Using the Mail Server Panel

Receiving mail from other mail servers

If your server has a domain name, and is reachable via its domain name by other mail servers on the Internet, then, so long as the Postfix SMTP server is running, it is already able to receive mail sent by these other servers.

All you need to do is to tell Postfix is which domain it is supposed to receive mail for, on your behalf. You enter the domain name into MailServe's Domain Name field, as shown below, and Restart Postfix to make the setting "stick".

The Mail
Server Panel

Viewing the stored mail—using POP3 and IMAP servers

The Postfix SMTP server does the job of talking to other mail servers, sending mail to and receiving mail from these other servers. All incoming mail is stored in an Inbox—one for each mail user on the server.

The job of providing a view into these stored mail for every mail user is done by POP3 and IMAP servers.

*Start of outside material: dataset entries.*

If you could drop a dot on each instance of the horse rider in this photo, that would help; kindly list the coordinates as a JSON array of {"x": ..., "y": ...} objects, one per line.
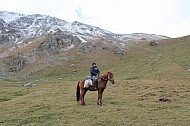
[{"x": 94, "y": 73}]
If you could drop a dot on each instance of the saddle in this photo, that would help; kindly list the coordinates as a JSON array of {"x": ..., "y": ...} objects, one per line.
[{"x": 89, "y": 82}]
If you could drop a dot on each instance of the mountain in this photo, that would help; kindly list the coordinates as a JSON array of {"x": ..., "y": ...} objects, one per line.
[
  {"x": 33, "y": 42},
  {"x": 17, "y": 27}
]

IMAP additionally provides the user with a folder structure on the server to organise his stored messages.

MailServe Pro offers a choice of two IMAP flavours. With UW/IMAP, the folder structure is only a single-level deep. Dovecot is more powerful. It allows the user to create nested sub-folders, any level deep. Dovecot is also faster.

Choose one of the two—go to its relevant section (UW/IMAP or Dovecot)—and turn it on. The Port Status lights should look like that below. Then move to the next section.

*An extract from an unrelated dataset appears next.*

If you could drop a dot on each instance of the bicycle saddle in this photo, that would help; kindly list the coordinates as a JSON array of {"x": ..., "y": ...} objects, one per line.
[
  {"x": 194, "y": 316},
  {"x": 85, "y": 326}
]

Setting up—on the server machine, as well as on client machines on the local network

We assume that Postfix is running and the POP3 or IMAP server is also running, and the server is reachable via its domain name from running on the server machine, as well as from any client machine on the local network.

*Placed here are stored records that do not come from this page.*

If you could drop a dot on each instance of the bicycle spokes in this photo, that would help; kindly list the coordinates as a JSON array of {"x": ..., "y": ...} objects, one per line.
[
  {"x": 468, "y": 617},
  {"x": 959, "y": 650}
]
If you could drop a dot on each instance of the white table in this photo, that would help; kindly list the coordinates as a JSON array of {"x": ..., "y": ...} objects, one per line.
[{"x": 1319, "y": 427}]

Assume that the domain name is "" and the mail user's account name is "bernard" (which is the OS X short name as created using the Accounts Pane in System Preferences).

Finally, assume also that the "Relay Mail from" parameter in MailServe is left at its default state, i.e., the server is set to relay mail from all machines on the local network. Machines outside the network are blocked from sending mail.

This is how you would set up on the server machine, as well as on any client machine on the local neiwork, assuming we are accessing the IMAP server as the Incoming Mail Server (the user name and password are the same as was created for an OS X user account on the server) :

Since the server, in this case, is set to relay mail from all machines on the local network, no authentication is necessary when we're setting up the Outgoing Mail Server.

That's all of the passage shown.